Et puis, trop tôt, Kurt se retrouva de nouveau dans la Volvo hoquetante, un costume en latex et une tête mécanique enfournés dans le coffre, sur le chemin de la conférence pour le grand soir. Il portait à nouveau le costume noir, et son manteau. La sécurité, qui avait été renforcée à cause des attentats terroristes, ne voulait pas laisser Kurt passer couvert ainsi des pieds jusqu'à la tête, même avec les arguments d'Anshelm. Ce ne fut que quand Kurt enleva son manteau et révéla sa queue (qu'il garda aussi immobile que possible) qu'ils le crurent. Personne d'autre que l'Incroyable Diablo n'avait un appareil d'aussi bonne qualité.

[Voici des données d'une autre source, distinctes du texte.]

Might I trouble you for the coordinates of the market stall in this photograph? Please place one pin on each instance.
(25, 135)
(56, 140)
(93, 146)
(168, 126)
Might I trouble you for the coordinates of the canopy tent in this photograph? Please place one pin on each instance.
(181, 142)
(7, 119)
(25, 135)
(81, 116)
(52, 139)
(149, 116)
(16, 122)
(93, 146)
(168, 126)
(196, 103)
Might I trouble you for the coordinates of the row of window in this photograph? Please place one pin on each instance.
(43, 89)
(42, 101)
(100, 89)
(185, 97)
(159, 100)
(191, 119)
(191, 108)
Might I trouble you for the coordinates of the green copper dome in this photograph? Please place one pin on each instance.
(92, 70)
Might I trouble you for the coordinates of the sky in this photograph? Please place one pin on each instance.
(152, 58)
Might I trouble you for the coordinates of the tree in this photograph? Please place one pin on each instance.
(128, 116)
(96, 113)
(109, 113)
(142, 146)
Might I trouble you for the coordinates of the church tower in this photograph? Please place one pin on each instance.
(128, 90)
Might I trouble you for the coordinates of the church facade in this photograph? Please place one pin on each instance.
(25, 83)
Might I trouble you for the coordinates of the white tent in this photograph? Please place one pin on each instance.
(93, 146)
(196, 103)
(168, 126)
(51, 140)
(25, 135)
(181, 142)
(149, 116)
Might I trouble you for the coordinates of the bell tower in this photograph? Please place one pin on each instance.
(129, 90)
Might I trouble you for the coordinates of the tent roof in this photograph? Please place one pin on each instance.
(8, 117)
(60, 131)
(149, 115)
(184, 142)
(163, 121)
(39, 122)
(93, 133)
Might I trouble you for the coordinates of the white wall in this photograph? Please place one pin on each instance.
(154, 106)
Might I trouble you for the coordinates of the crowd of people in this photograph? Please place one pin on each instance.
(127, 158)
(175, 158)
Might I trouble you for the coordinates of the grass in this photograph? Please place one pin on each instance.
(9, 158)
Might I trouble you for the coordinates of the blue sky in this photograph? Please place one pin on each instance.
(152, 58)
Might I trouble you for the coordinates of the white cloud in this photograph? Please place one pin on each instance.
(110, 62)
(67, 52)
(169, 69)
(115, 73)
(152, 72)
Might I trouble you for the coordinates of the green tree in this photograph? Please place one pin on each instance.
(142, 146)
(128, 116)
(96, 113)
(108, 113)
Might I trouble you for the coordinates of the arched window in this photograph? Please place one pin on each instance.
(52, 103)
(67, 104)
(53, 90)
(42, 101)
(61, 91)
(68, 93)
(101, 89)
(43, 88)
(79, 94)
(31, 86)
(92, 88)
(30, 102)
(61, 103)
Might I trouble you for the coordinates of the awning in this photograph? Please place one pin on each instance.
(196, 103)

" Si ça ne vous dérange pas, monsieur, pourquoi votre visage est-il couvert ? " demanda le garde alors que Kurt remettait son manteau.

" Je ne peux laisser personne me voir sans mon maquillage, n'est-ce pas ? " demanda-t-il en réponse. " Je perdrais tout le mystère si vous voyiez sous le masque. "

Le garde sourit et secoua la tête. " Les artistes. "

" Joli bluff. " murmura Anshelm quand ils furent hors de portée d'oreille.

" Merci. " murmura Kurt en réponse. " J'ai eu l'occasion de le pratiquer. "

Ils avaient une loge pour se changer, bien que ce soit une bonne chose que Kurt soit à ce point inhumainement souple. Ce n'était pas beaucoup plus grand qu'un placard à balais. Les autres, aux costumes plus voyants, y compris un couple avec des ailes articulées, devaient se changer à l'extérieur. Chaque pièce du costume s'adaptait à Kurt comme une seconde peau, si ajustée que Anshelm le saupoudra de talc au préalable pour éviter les frottements. L'assemblage de la queue était si long que Kurt trouva plus simple de s'accrocher au plafond pendant que Anshelm l'équipait.

" Dernière chose sur la liste. " disait Anshelm encore et encore.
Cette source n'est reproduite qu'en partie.